Mold the sneak attack

What can be worse than finding out you have mold growing in your walls? Being asthmatic my self, and having once rented a house with mold the land had been ignoring. I know first hand what it can do to you. I was always having trouble breathing, my wife and daughter were also sick, and no matter what we could never get the musty smell out of the house. One day I was moving something and noticed a wet wall at the base.  The washing machine was just on the other side, and the drain pipe was cracked. The landlord was notified. He came over looked at it and as he was pouring some bleach on it he said: "I don't see no mold". Hopefully, you take mold more seriously that that guy did. Oh, yes we moved out of that house right away, even though the landlord was threatening to sue us for breaking our lease. 

You might get sued

If you are a contractor be careful.
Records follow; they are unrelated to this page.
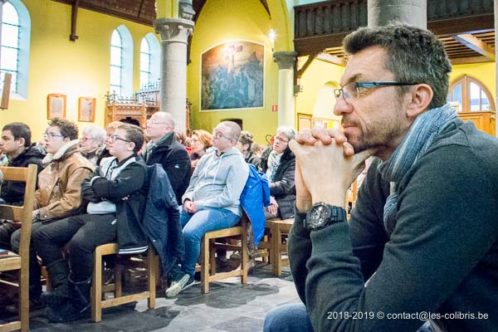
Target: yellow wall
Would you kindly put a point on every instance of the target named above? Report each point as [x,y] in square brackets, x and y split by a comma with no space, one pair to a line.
[318,74]
[484,72]
[76,69]
[222,21]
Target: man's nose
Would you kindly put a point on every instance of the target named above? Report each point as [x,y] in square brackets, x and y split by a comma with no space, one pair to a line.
[341,107]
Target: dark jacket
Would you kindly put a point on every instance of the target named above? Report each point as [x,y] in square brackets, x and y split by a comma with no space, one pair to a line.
[12,191]
[161,219]
[127,192]
[441,257]
[176,162]
[282,186]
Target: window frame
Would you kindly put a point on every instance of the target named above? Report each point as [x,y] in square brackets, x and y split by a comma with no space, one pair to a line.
[466,80]
[126,68]
[19,90]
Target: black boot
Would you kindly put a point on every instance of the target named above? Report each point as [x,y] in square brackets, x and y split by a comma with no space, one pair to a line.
[77,305]
[59,293]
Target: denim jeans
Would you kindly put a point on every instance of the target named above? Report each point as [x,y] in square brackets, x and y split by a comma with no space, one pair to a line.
[195,226]
[81,234]
[288,318]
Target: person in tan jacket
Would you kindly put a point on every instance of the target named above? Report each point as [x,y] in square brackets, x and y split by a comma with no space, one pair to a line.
[59,187]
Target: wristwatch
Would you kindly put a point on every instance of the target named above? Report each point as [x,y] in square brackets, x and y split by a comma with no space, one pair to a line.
[322,214]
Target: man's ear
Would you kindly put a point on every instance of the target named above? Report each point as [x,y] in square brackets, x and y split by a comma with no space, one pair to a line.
[420,98]
[22,141]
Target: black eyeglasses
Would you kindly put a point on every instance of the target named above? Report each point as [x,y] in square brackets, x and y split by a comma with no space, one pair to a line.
[354,90]
[115,138]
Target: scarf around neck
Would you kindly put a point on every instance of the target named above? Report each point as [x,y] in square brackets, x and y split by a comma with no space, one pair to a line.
[414,145]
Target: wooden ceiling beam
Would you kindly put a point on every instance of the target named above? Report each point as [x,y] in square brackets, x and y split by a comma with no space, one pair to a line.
[466,60]
[74,17]
[476,45]
[334,59]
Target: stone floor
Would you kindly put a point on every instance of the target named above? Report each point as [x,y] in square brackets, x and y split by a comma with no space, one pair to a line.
[229,306]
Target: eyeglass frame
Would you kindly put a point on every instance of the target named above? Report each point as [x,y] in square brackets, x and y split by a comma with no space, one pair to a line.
[114,138]
[218,134]
[51,135]
[338,93]
[277,138]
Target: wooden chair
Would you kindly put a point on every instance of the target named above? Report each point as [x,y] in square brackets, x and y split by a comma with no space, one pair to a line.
[12,261]
[208,250]
[97,293]
[278,228]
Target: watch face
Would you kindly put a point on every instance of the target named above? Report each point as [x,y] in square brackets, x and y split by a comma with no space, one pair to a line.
[318,215]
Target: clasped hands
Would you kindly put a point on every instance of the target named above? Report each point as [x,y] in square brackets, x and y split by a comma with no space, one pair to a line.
[326,165]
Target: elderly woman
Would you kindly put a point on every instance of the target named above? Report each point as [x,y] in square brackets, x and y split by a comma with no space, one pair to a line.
[200,142]
[279,164]
[92,143]
[245,145]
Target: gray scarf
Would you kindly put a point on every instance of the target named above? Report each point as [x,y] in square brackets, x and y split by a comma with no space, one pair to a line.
[415,144]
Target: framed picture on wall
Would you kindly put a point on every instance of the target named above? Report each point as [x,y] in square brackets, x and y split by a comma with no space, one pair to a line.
[232,76]
[56,106]
[86,109]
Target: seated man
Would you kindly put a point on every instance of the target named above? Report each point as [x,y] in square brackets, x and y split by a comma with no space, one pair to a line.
[116,202]
[211,201]
[92,143]
[279,165]
[15,142]
[422,241]
[165,150]
[59,186]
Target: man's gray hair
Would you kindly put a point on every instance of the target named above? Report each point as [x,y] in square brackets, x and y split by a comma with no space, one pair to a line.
[96,133]
[234,130]
[289,132]
[414,56]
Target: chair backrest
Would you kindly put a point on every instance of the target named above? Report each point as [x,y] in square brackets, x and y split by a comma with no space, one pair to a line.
[22,214]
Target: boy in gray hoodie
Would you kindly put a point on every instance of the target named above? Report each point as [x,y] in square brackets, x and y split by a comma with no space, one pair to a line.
[211,201]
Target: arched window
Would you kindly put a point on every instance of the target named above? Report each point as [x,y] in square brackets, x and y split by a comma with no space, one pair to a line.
[15,32]
[149,60]
[467,94]
[121,62]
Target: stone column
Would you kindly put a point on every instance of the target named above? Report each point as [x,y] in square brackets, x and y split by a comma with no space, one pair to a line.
[382,12]
[496,70]
[285,62]
[174,38]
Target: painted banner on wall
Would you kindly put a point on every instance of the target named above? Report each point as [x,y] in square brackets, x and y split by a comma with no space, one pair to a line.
[232,76]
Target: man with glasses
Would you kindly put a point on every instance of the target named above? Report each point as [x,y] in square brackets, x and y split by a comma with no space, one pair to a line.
[116,198]
[59,188]
[422,242]
[211,201]
[165,150]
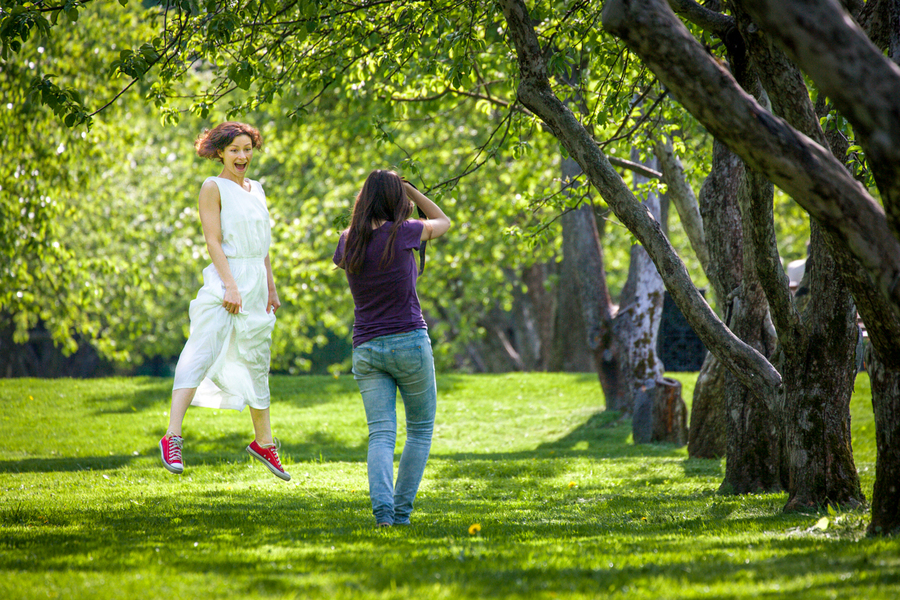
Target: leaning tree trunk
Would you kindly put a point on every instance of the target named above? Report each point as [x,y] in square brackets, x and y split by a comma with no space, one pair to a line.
[819,376]
[752,435]
[820,361]
[596,305]
[636,327]
[724,240]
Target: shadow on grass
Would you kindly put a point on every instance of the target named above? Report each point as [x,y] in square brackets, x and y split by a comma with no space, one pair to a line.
[67,464]
[148,393]
[279,541]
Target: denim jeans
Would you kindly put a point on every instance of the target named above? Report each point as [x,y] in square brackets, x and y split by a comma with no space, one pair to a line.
[380,367]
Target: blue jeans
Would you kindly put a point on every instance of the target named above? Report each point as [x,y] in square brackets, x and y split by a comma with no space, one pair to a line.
[380,367]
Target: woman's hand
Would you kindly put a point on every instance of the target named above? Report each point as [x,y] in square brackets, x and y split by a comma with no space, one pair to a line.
[232,301]
[273,302]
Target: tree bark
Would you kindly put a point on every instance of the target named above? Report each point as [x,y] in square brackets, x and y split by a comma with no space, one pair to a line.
[570,350]
[791,160]
[535,93]
[683,198]
[819,370]
[818,351]
[724,238]
[753,439]
[852,72]
[706,434]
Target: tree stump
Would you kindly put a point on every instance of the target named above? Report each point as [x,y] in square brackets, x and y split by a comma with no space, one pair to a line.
[660,414]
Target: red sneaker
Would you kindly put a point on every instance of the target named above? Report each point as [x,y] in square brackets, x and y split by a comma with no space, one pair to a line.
[269,457]
[170,452]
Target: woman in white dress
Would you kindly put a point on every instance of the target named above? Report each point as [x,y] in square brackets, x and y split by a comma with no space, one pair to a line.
[225,361]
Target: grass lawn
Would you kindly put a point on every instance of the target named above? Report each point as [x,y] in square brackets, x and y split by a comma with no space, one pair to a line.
[531,492]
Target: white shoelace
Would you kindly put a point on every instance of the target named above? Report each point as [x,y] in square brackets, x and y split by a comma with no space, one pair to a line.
[175,445]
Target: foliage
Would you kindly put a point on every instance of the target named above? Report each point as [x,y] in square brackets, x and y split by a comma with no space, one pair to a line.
[565,507]
[113,250]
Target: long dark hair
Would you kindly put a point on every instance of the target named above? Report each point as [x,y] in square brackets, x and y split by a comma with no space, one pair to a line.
[382,198]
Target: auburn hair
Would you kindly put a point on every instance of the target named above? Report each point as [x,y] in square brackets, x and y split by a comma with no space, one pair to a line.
[212,141]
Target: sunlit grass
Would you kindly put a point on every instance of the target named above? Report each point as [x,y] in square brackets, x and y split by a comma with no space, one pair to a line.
[566,505]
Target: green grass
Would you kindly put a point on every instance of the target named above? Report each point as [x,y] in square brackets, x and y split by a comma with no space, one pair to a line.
[567,506]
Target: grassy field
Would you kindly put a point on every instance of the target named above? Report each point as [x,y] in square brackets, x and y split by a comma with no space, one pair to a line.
[531,492]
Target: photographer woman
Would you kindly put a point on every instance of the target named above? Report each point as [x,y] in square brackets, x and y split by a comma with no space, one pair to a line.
[391,347]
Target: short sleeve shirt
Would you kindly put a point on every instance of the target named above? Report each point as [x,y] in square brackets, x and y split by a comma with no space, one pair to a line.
[384,297]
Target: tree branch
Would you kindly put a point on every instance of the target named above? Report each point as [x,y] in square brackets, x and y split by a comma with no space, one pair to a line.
[863,84]
[799,166]
[748,365]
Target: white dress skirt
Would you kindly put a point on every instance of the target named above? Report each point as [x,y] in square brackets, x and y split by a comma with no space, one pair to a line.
[226,357]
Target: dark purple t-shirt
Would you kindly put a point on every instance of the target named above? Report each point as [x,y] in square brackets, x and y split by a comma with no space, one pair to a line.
[385,297]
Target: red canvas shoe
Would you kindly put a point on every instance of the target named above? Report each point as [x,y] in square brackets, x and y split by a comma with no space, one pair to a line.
[269,457]
[170,451]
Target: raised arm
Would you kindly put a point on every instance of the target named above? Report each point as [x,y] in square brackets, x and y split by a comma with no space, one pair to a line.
[436,222]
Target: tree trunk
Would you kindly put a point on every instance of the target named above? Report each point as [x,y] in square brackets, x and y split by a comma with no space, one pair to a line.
[637,327]
[753,437]
[799,166]
[535,93]
[596,309]
[724,239]
[570,351]
[819,372]
[819,350]
[885,378]
[706,437]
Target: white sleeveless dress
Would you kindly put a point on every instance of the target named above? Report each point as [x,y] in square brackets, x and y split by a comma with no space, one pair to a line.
[226,357]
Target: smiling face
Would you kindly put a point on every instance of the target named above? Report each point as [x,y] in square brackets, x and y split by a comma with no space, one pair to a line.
[236,157]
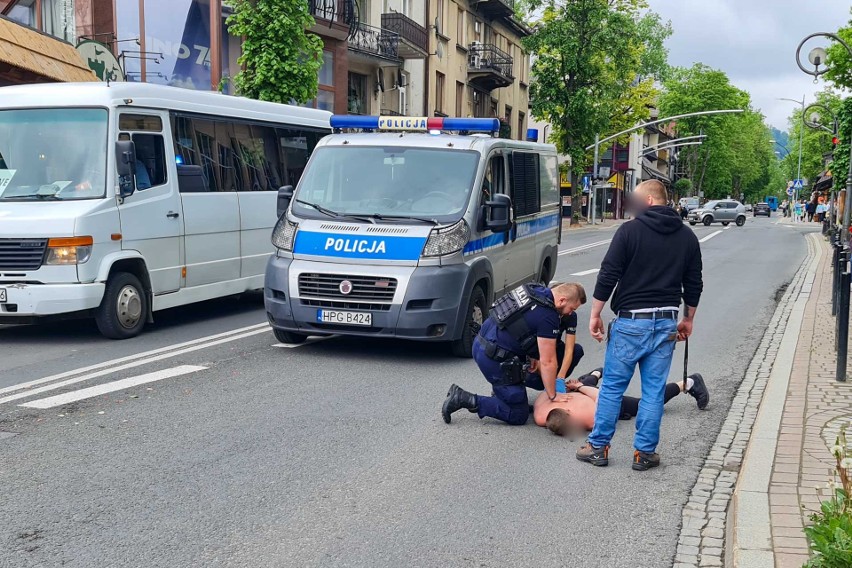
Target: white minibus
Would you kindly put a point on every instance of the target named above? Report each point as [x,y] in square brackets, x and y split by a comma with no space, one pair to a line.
[119,200]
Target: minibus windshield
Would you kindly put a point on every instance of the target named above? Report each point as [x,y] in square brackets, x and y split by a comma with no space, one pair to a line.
[53,154]
[384,183]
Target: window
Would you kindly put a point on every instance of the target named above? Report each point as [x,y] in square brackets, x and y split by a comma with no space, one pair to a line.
[243,156]
[150,160]
[549,180]
[526,183]
[440,87]
[357,94]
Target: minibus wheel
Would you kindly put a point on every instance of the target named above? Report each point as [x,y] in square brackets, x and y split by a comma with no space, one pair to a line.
[289,336]
[476,313]
[124,307]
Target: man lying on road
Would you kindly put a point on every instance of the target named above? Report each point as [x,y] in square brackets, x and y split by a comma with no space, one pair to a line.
[573,413]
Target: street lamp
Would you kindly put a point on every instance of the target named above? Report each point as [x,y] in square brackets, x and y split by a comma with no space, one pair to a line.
[817,57]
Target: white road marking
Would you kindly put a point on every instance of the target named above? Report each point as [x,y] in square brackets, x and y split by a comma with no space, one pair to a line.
[584,247]
[586,272]
[131,365]
[704,240]
[306,342]
[82,394]
[113,362]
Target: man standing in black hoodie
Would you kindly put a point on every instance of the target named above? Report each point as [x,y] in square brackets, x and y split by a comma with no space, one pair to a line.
[653,263]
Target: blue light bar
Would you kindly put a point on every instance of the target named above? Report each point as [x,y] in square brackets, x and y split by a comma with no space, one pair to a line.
[414,123]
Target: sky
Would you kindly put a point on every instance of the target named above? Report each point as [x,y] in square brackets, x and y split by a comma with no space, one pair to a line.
[754,42]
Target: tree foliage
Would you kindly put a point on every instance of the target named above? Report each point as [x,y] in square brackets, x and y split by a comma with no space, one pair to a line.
[596,61]
[281,60]
[736,158]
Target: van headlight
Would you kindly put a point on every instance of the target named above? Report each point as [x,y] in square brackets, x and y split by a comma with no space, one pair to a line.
[447,240]
[68,251]
[284,234]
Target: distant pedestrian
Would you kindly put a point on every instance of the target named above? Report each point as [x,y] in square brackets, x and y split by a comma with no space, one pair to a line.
[653,263]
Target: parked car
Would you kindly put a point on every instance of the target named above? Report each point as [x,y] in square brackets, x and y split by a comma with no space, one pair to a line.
[762,209]
[723,211]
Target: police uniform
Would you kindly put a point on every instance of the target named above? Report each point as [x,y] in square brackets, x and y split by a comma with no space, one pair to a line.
[567,326]
[506,339]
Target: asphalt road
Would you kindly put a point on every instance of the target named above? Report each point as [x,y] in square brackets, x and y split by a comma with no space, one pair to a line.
[245,453]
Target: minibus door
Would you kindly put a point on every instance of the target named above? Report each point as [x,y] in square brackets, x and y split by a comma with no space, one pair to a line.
[151,218]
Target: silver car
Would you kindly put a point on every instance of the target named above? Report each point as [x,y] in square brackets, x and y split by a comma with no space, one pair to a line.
[723,211]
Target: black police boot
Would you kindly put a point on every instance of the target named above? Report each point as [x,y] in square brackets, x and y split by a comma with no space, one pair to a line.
[458,398]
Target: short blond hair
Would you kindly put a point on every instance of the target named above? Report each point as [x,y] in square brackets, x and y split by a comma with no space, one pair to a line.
[570,290]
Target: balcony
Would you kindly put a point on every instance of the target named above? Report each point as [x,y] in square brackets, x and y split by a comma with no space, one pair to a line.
[489,67]
[375,43]
[413,38]
[495,8]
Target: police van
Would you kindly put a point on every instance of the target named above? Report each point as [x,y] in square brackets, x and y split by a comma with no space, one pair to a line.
[399,228]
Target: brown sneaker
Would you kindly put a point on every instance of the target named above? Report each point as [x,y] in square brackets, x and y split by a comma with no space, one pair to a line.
[644,462]
[595,456]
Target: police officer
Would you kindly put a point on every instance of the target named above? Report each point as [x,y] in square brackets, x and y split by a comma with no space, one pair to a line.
[524,323]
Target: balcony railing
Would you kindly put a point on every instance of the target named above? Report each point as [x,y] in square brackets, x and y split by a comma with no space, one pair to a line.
[376,42]
[342,11]
[489,65]
[409,32]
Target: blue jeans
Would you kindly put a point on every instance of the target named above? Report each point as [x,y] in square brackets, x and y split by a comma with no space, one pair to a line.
[646,343]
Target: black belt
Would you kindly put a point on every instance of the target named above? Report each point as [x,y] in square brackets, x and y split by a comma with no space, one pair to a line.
[666,314]
[494,351]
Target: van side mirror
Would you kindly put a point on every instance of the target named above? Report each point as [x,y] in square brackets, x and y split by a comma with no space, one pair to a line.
[285,194]
[125,164]
[498,213]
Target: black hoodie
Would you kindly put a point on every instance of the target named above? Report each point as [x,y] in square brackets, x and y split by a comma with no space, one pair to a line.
[655,261]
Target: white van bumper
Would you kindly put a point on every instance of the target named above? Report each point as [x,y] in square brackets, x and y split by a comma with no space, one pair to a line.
[29,301]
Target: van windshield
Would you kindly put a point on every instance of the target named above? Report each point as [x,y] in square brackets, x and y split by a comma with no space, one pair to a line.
[390,182]
[53,154]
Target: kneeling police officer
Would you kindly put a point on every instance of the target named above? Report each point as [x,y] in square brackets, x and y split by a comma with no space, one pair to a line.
[523,323]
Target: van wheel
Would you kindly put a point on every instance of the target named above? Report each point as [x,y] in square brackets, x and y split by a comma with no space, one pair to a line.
[477,312]
[289,336]
[124,307]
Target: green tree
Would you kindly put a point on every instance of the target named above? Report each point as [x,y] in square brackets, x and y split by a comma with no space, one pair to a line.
[281,59]
[596,61]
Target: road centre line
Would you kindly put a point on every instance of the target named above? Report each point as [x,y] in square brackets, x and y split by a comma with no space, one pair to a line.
[131,365]
[74,396]
[587,272]
[120,360]
[584,247]
[703,240]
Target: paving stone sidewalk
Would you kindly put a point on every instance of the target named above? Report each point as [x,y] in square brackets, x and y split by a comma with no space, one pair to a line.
[816,407]
[705,526]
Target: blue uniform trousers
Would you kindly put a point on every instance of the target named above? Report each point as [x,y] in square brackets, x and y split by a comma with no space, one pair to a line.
[509,403]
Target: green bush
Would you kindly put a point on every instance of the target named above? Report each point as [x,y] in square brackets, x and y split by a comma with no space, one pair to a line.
[830,536]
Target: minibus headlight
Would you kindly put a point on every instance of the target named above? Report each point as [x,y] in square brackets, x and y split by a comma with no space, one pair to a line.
[447,240]
[68,251]
[284,234]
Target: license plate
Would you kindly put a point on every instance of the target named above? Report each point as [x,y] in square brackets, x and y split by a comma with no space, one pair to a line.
[345,318]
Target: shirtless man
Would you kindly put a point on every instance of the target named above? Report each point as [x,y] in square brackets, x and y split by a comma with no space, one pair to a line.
[573,413]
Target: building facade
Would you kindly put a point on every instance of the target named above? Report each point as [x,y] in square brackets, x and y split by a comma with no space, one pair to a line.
[476,65]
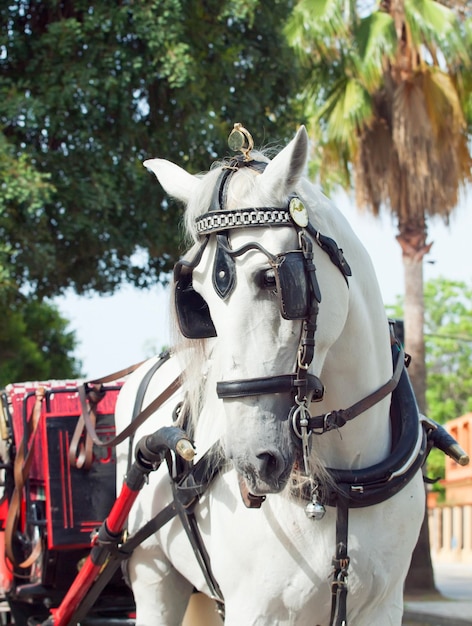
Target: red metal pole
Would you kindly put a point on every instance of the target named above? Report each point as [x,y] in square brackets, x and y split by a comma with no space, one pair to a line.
[149,455]
[113,525]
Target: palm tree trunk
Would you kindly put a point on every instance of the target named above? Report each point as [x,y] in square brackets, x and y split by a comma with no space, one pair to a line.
[420,577]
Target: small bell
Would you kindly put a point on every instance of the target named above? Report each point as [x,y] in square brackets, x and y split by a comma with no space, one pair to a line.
[314,509]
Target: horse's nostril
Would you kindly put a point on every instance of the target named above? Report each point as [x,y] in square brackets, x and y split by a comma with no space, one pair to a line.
[271,464]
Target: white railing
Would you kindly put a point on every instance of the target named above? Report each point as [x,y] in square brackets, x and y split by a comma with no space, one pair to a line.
[450,533]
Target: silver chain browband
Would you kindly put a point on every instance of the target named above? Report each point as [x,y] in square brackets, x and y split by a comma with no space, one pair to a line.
[225,219]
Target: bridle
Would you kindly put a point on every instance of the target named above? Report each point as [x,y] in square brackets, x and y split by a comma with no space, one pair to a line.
[299,298]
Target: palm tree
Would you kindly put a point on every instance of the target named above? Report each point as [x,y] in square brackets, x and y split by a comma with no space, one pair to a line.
[386,93]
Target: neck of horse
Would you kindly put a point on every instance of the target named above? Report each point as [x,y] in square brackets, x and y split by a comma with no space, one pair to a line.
[356,365]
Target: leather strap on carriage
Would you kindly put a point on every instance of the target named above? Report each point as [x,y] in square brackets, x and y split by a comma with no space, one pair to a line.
[87,420]
[21,469]
[337,419]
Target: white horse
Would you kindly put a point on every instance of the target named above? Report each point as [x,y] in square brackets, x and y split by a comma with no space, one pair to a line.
[273,565]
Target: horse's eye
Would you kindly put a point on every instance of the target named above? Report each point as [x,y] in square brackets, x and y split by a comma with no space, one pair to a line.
[267,280]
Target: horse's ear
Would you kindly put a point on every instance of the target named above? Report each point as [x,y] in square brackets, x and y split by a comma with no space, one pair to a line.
[285,170]
[177,182]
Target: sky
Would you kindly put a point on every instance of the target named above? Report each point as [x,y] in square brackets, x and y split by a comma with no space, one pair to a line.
[116,331]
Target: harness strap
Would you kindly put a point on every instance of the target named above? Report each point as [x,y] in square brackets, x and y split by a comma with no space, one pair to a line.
[23,460]
[337,419]
[134,425]
[340,566]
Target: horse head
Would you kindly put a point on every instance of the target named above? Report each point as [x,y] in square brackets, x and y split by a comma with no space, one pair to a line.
[268,283]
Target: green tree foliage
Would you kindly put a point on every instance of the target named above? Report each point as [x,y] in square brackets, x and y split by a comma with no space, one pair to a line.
[88,90]
[35,343]
[448,339]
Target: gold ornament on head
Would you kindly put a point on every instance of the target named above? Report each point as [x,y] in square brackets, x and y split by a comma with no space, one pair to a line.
[298,212]
[240,140]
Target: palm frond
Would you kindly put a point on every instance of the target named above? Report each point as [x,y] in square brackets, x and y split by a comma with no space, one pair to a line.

Mold is a big deal in the courts. Billions of dollars in judgments and settlements have been paid out over the years. In 2009 and landlord in Arizona was ordered to pay a tenant $3.3 million dollars. The landlord ignored a leak, mold grew, the occupants got sick and sued the landlord. Very similar to my own experience, but in my case, I just moved and didn't sue the guy. The point is, mold can hurt people's physical and financial health. Google "sue for mold" and see for yourself how many lawyers there are ready to take on a mold case. Its easy money right, the mold is there or it's not. When I did a searching I got About 1,640,000 results.

Design matters

A well planned roof design can help prevent moisture and mold problems. This is certainly one of the challenges that roof consultants face every day. Remember a  roofing contractor's job is to install the roof system. Very few are in the business of designing a roof, at least to the same level as a roof consultant. The roof consultant is a professionally trained roof designer, they do not install roofs. The first step in preventing moisture and mold problems is a good roof design. 

Tiny little monsters

Mold is a microorganism a living thing. Belonging to the Fungi kingdom. There may be 100,000 to 200,000 different types of mold. Mold reproduces by making spores, which can float around dormant in the air for years. Just waiting for a damp spot to land on and germanate. Once in place, mold will start sucking the nutrients our of the material it landed on. Then it starts growing very fast. It produces more spores that start floating around in the air looking for a new place to land and grow. It is very important that make sure the roof is not contributing to any moisture problem that would give those little monsters a place to land and grow.

How to grow mold

Mold is a living thing, and it needs certain things to grow. Not much different than what we need to grow; it needs a food source. Sometimes that is the food we forget about at the back of the counter or refrigerator. It needs a comfortable temperature, between 40 and 100 F on average. And, yes you guessed it, it needs moisture. I can't emphasize enough how important it is to keep the water out, and how important the roof design is to that goal. 

Friend or foe

Is mold friend or foe, yes it is both. Mold spores are everywhere all of the time, they are part of the natural order of things. And not all of them are trying to kill us, some of them are good. For example, the first antibiotic was discovered in a mold.  Mold is used to make foods like cheese and soy sauce. Mold also eats up stuff like dead vegetation and the food trash we though out. It can help us when we are sick. It can help us clean up our mess. I can help us make foods that we love.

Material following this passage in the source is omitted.